Third parties can also identify the 470 topics (will increase) under Google’s Topics taxonomy that suits them the most. This privacy-preserving interest data should give companies a head start in adapting to the new paradigm.

“The ecosystem is changing, and I think businesses will be best positioned by taking steps to monitor the developments but also lean into the layers of protection that it hopes to provide. Trust and transparency are key drivers to these changes, but these also help grow business as a differentiator too,” said DePaula.

Interestingly, the World Wide Web Consortium (W3C) has said Topics could be used for “inappropriate surveillance.”

Meanwhile, DePaula called for a shift in marketing strategies.
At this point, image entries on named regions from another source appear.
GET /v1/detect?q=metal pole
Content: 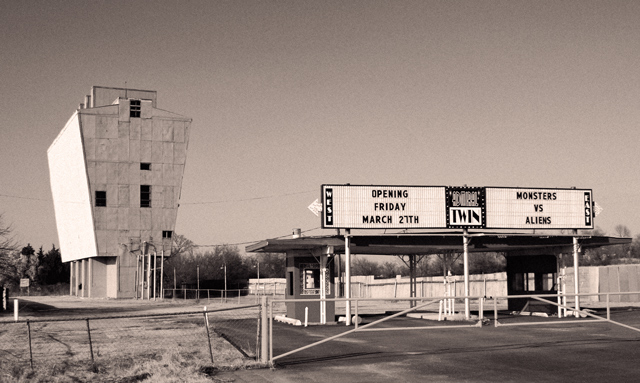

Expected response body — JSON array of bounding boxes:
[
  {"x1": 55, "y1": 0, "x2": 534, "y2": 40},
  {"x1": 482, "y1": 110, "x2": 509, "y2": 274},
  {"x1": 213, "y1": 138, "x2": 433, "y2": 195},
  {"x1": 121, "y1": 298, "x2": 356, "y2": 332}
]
[
  {"x1": 147, "y1": 246, "x2": 151, "y2": 300},
  {"x1": 573, "y1": 234, "x2": 580, "y2": 317},
  {"x1": 153, "y1": 250, "x2": 158, "y2": 301},
  {"x1": 344, "y1": 229, "x2": 351, "y2": 326},
  {"x1": 160, "y1": 249, "x2": 164, "y2": 299},
  {"x1": 462, "y1": 229, "x2": 470, "y2": 320}
]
He said, “Organizations need to perform data and process audits to understand what data they are collecting and how it’s being collected. From there, they can gameplan a solution to incorporate the new marketing techniques in their processes and phase out the old marketing practices.”

Opportunities that lie ahead

DePaula added that not only can the release of Privacy Sandbox usher in greater privacy, but it should also give rise to more creativity in marketing efforts.

“If successful, it could show that organizations can be successful without resorting to invasive privacy practices. Individuals or consultants who specialize in this sort of implementation will be in high demand, which will create job opportunities for new people in the industry or organizations that already assist with marketing initiatives,” DePaula said.

“The more privacy that we implement now, the more privacy can eventually be embedded into processes in the future. This is just one small step to a more privacy-centric web, and I’m excited for what’s to come as privacy continues to be embedded in data collection practices.”